HowTo100m
HowTo100m is a vast multimodal dataset extracted from YouTube tutorial videos. It combines visual (video), auditory (audio/voice), and textual data (automatic subtitles) to allow the training of video-text alignment models, instruction comprehension, and multimodal research. It is a key resource for pre-training large-scale vision-language models.
Approximately 136 million audio/text pairs, from 1.2 million YouTube videos (approximately 20,000 hours of content)
Free access for academic research, under MIT license. Some videos are subject to YouTube's terms of use
Description
The dataset contains:
- 1.2 million “How-To” videos from YouTube
- Video segments automatically aligned with subtitles transcribed by YouTube
- A wide variety of fields: cooking, DIY, beauty, sport, etc.
- Audio data (voice, ambiance), video (extracted images), text (raw transcripts)
- Extractions in the form of synchronized triples (key image, text, timestamp)
Although subtitles are generated automatically, their massive volume allows for robust learning with low supervision.
What is this dataset for?
HowTo100m is designed for:
- Training multimodal models (text + video + audio)
- Pre-training for tasks like video research, automatic caption, or understanding instructions
- The construction of shared representations between vision and language (e.g. VideoClip, Florence, Flamingo)

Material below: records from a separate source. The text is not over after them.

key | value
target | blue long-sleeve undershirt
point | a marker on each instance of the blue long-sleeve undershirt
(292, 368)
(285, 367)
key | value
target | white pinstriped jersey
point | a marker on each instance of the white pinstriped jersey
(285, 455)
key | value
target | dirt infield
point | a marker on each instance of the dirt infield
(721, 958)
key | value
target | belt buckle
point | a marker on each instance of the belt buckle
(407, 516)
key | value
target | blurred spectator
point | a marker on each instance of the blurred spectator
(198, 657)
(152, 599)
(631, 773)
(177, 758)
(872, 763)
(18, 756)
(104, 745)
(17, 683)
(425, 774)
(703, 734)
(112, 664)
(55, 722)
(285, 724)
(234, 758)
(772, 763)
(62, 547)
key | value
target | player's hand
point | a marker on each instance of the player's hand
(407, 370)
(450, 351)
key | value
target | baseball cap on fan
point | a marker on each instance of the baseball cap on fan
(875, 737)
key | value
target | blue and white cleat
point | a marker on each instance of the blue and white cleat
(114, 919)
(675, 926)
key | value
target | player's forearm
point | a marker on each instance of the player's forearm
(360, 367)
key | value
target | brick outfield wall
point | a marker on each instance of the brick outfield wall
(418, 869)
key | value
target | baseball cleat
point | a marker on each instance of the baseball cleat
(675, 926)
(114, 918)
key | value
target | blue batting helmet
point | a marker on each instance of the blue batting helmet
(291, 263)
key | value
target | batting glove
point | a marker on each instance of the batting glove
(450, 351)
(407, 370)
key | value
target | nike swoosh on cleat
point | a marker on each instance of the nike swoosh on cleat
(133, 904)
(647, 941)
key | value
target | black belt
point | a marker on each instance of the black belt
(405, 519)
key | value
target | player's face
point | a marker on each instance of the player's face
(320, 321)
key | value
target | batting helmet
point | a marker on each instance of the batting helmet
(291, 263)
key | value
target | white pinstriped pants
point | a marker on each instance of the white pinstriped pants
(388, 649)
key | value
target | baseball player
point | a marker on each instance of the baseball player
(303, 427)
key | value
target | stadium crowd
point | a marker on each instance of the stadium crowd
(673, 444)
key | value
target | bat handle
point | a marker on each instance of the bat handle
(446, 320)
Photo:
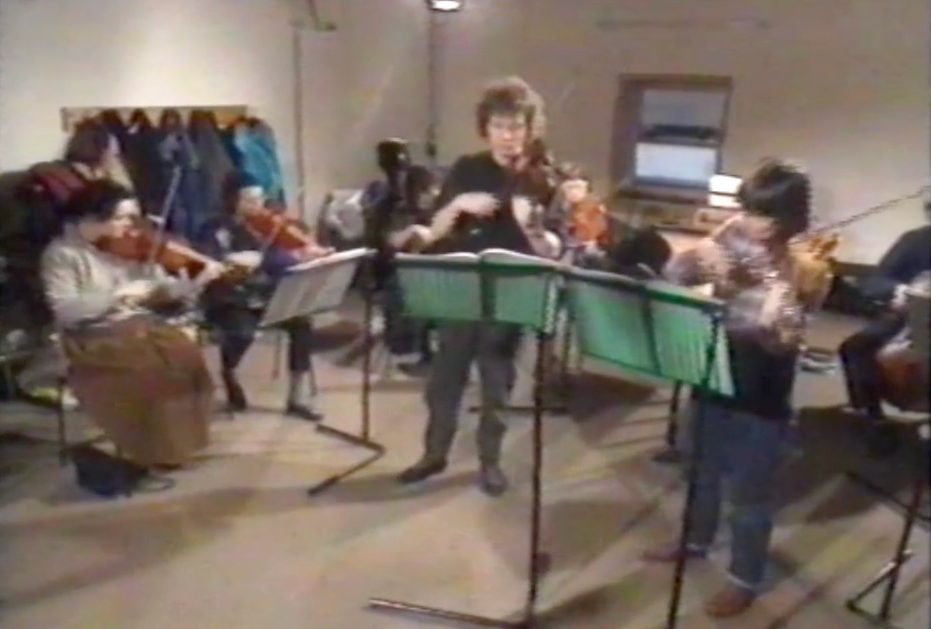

- The improvement of video-guided assistants (e.g. for robots, voice tutorials)
- Zero-shot search on video-text data
Can it be enriched or improved?
Yes, for example:
- Improve text-video alignment with more accurate transcription models (e.g. Whisper)
- Manually annotate segments for high supervision benchmarks
- Add semantic tags or action categories per frame
- Use for fine-tuning multimodal generative models (video-to-text or text-to-video)
🔗 Source: HowTo100m Dataset GitHub
Frequently Asked Questions
Are the subtitles reliable?
They are generated automatically, so sometimes noisy. However, their massive volume makes it possible to compensate for the imprecision at the global level.
Can this dataset be used to train generative models?
Yes, it is ideal for training or fine-tuning next-generation video-to-text or multi-modal models.
What architectures have been pre-trained with HowTo100m?
Models such as VideoClip, Frozen, MIL-NCE, or XCLIP have used this corpus for large-scale vision-language pre-training.